Below are short descriptions of the available commands.
For larger descriptions and command line arguments, run `glutil <command> --help`.

### `glutil create-partitions`

`create-partitions` is the original use case for this code.
Running it will search S3 for partitioned data, and will create new partitions for data missing from the glue catalog.

### `glutil delete-all-partitions`

`delete-all-partitions` will query the glue catalog and delete any partitions attached
to the specified table.
For the most part it is substantially faster to just delete the entire table and recreate it because of AWS batch limits, but sometimes it's harder to recreate than to remove all partitions.

### `glutil delete-bad-partitions`

`delete-bad-partitions` will remove partitions that meet the following criteria from the catalog:

- Partitions without any data in S3
- Partitions with values that do not match their S3 location (ex. Partition with values `[2019 01 02 03]` with a location of anything other than `s3://table/path/2019/01/02/03/`)

In general, if you use `glutil create-partition` multiple times and see the same partition attempt to be created both times, you should run `delete-bad-partitions` and try `create-partitions` again.

### `glutil delete-missing-partitions`

`delete-missing-partitions` will remove any partition in the glue catalog without data in S3.

### `glutil update-partitions`

`update-partitions` should be run after moving your data in S3 and updating your table's location in the catalog.
It updates partitions by finding all partitions in S3, and checking if a partition with matching values exists in the catalog.
If it finds a matching partition, it updates the existing partition with the new location.

### `glutil delete-bad-tables`

Sometimes when running a glue crawler, the crawler doesn't your table's data correctly, and instead sees what should be partitions as tables.
When this happens, it may create a large number of junk tables in the catalog.
`delete-bad-tables` should be run to fix this.

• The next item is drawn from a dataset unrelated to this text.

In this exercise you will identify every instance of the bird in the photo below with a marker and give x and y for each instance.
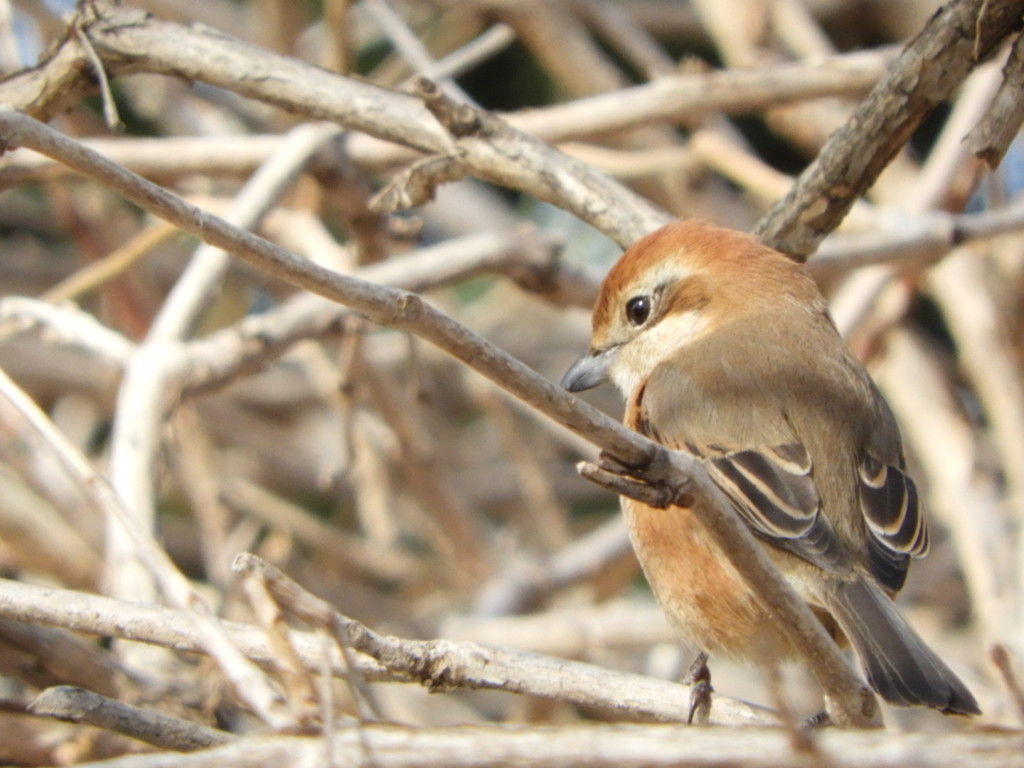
(723, 348)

`delete-bad-tables` deletes any tables in your glue catalog that meet the following criteria:

-   A table with a path that is below another table's path.

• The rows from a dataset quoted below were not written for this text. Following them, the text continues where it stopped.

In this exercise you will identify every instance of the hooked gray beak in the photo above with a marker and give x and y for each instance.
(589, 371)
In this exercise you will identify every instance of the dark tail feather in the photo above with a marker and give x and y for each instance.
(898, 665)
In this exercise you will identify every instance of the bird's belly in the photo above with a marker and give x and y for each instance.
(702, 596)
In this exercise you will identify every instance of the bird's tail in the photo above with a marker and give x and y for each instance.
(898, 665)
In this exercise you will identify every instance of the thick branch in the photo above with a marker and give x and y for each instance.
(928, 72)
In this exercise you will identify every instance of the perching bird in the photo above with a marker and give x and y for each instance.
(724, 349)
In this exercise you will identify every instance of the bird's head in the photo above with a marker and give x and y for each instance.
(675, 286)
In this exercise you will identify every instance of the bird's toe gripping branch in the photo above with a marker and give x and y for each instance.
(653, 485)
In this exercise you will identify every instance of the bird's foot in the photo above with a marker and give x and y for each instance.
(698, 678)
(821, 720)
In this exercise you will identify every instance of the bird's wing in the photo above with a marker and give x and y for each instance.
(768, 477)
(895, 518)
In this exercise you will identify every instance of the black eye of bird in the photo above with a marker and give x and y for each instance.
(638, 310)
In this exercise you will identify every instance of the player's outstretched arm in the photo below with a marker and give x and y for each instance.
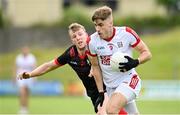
(42, 69)
(144, 51)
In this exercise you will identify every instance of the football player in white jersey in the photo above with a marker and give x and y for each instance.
(24, 62)
(124, 86)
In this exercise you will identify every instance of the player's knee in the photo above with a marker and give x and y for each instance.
(112, 109)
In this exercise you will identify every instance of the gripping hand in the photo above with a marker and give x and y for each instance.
(132, 63)
(99, 100)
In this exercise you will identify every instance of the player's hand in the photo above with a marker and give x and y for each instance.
(99, 100)
(24, 75)
(132, 63)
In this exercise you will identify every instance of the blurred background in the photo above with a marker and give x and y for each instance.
(42, 25)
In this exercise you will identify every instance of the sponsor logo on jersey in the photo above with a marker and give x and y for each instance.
(110, 46)
(100, 47)
(105, 59)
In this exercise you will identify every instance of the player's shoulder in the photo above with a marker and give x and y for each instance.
(125, 29)
(71, 51)
(94, 36)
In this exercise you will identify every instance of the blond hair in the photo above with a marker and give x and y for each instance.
(102, 13)
(75, 27)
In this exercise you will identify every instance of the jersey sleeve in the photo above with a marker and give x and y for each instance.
(63, 58)
(133, 37)
(91, 48)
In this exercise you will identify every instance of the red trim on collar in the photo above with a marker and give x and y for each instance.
(110, 38)
(131, 31)
(82, 56)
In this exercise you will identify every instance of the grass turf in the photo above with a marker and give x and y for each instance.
(80, 105)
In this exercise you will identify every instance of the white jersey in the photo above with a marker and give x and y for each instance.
(25, 63)
(123, 40)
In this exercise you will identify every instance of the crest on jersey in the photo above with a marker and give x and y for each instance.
(119, 44)
(110, 46)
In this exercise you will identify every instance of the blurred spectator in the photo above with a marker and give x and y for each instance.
(25, 61)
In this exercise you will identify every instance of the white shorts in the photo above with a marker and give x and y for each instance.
(130, 88)
(26, 82)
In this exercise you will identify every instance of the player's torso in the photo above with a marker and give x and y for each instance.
(105, 49)
(81, 65)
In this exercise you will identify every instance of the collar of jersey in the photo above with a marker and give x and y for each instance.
(110, 38)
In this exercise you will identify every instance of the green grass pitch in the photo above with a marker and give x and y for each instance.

    For example, if you have two tables, with these paths:

    ```
    s3://some-data-bucket/table-path/, and
    s3://some-data-bucket/table-path/another-table/
    ```

    The table at `s3://some-data-bucket/table-path/another-table/` will be deleted.

-   A table with the same location as another, with a name that's a superstring of the other's (this is from the glue crawler semantic of creating tables which would otherwise have the same name with the name {table}-somelongid).

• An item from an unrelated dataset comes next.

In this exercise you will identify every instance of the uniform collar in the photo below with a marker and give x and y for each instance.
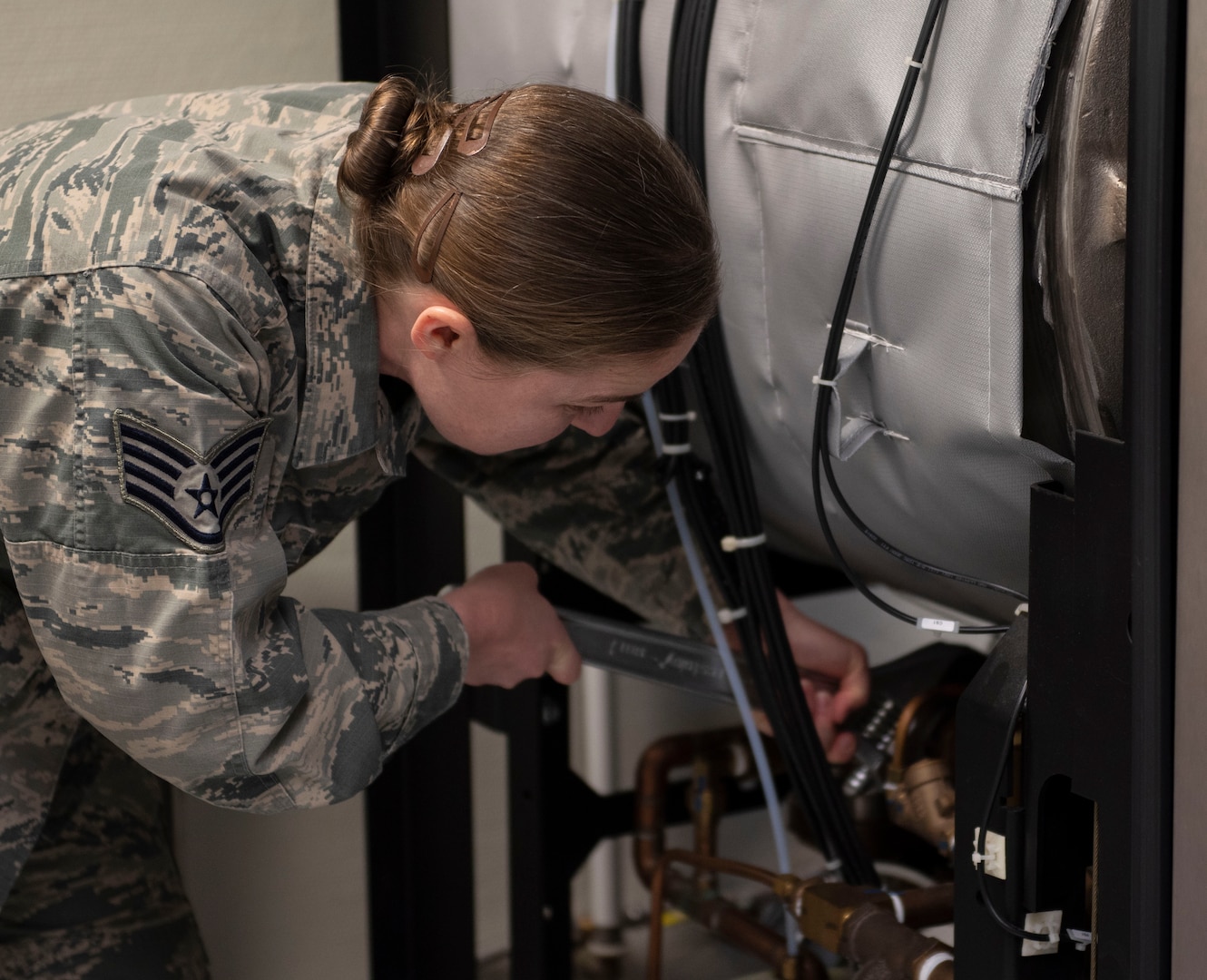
(339, 408)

    For example, if you have the tables `foo` and `foo-buzzer`, both with the same location, `foo-buzzer` will be deleted.

## Running `create-partitions` as a Lambda

Journera's biggest use for this library is as a Glue Crawler replacement for tables and datasets the glue crawlers have problems parsing.
Information on this lambda can be found in the [lambda](./lambda) directory.